Einstein developed the Einstein field equations of general relativity in 1915, consistent with special relativity and that could explain gravitation in terms of a field theory of spacetime. This removed the need of a gravitational aether.

In 1918, Emmy Noether publishes her theorem on the relations between symmetries and conservation laws. Noether's theorem was adapted to general relativity as well as to non-relativistic field theories.

The geometric aspect of space-time can be used to study Newtonian gravitational field. This was developed by Élie Cartan in 1923 and leads to a classically covariant formulation known as geometrized Newtonian gravitation.

== Unification attempts ==

Attempts to create a unified field theory based on classical physics are classical unified field theories. During the years between the two World Wars, the idea of unification of gravity with electromagnetism was actively pursued by several mathematicians and physicists like Einstein, Theodor Kaluza, Hermann Weyl, Arthur Eddington, Gustav Mie and Ernst Reichenbacher.

Early attempts to create such theory were based on incorporation of electromagnetic fields into the geometry of general relativity. In 1918, the case for the first geometrization of the electromagnetic field was proposed in 1918 by Weyl. In this work Weyl coins the term gauge theory. Weyl, in an attempt to generalize the geometrical ideas of general relativity to include electromagnetism, conjectured that Eichinvarianz or invariance under the change of scale (or "gauge") might also be a local symmetry of general relativity.

In 1919, the idea of a five-dimensional approach was suggested by Kaluza. From that, a theory called Kaluza–Klein theory was developed. It attempts to unify gravitation and electromagnetism, in a five-dimensional space-time.
There are several ways of extending the representational framework for a unified field theory which have been considered by Einstein and other researchers. These extensions in general are based in two options. The first option is based in relaxing the conditions imposed on the original formulation, and the second is based in introducing other mathematical objects into the theory. An example of the first option is relaxing the restrictions to four-dimensional space-time by considering higher-dimensional representations. That is used in Kaluza–Klein theory. For the second, the most prominent example arises from the concept of the affine connection that was introduced into general relativity mainly through the work of Tullio Levi-Civita and Weyl.

Further development of quantum field theory changed the focus of searching for unified field theory from classical to quantum description.
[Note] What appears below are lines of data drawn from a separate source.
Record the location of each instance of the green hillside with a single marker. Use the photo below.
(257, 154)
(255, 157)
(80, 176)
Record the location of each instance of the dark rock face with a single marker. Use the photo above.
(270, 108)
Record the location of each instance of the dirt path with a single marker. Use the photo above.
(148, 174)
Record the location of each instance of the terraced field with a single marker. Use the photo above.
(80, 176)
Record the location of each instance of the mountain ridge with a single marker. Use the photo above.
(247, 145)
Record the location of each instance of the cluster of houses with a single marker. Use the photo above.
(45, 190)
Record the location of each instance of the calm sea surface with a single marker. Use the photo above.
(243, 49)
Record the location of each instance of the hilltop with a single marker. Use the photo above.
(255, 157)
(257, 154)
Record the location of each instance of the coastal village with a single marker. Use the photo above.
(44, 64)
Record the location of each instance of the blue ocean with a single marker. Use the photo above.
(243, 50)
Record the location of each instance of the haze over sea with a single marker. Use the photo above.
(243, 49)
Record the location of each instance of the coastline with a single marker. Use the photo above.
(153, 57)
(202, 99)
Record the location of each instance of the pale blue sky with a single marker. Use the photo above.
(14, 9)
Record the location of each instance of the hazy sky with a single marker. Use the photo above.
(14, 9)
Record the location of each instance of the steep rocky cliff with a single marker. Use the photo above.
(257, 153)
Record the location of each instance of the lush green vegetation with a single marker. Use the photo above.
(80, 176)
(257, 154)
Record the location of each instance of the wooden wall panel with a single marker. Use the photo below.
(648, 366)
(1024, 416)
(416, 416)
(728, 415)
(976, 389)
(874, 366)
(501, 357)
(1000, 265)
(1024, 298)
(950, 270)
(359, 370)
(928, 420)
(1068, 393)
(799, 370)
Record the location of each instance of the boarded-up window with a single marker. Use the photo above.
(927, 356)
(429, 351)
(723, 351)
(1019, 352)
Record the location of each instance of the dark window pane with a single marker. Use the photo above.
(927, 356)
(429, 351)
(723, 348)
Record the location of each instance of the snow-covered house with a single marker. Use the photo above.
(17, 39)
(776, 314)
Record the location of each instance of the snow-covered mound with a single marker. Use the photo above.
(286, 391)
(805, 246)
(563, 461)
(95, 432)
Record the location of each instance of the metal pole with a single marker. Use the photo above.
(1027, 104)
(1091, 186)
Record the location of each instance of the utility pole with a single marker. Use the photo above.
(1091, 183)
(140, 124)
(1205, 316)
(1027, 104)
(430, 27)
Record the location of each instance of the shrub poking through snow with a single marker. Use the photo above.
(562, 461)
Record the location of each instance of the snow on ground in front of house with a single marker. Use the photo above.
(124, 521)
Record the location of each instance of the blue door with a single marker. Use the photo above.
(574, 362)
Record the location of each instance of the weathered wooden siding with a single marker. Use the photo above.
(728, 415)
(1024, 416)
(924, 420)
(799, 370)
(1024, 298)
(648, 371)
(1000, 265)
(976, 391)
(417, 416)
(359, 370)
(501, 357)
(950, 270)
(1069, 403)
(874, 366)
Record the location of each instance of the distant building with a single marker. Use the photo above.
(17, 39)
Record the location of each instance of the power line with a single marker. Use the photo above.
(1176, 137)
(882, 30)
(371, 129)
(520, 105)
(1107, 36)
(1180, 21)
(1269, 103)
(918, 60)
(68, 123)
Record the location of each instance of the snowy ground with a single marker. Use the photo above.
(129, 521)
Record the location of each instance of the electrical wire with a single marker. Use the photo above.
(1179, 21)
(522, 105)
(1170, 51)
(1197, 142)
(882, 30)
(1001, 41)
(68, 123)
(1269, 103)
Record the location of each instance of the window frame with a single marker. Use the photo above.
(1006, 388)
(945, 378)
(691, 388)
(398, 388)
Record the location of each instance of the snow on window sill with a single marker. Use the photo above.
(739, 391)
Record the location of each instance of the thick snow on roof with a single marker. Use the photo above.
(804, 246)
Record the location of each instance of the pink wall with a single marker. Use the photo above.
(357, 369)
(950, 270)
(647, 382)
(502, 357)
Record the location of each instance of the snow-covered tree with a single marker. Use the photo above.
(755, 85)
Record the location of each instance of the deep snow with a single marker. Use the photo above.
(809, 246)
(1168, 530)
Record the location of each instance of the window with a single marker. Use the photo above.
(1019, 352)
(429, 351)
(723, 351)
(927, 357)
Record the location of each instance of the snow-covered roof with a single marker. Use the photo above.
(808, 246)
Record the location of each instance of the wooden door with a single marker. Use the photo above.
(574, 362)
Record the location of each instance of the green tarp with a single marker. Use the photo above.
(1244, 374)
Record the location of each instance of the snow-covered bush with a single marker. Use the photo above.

Because of that, many theoretical physicists gave up looking for a classical unified field theory. Quantum field theory would include unification of two other fundamental interactions of nature, the strong and weak nuclear force which act on the subatomic level.

== Quantum fields ==

Fields become the fundamental object of study in quantum field theory. Mathematically, quantum fields are formalized as operator-valued distributions. Although there is no direct method of measuring the fields themselves, the framework asserts that all particles are "excitations" of these fields. For example: whereas Maxwell's theory of classical electromagnetism describes light as a self-propagating wave in the electromagnetic field, in quantum electrodynamics light is the massless gauge boson particle called the photon. Furthermore, the number of particles in an isolated system need not be conserved; an example of a process for which this is the case is bremsstrahlung. More detailed understanding of the framework is obtained by studying the Lagrangian density of a field theory which encodes the information of its allowed particle interactions.

== Modern results ==
In the 1960s, various versions of the no-interaction theorem were postulated, showing that a system of particles cannot interact in special relativity, unless fields are introduced.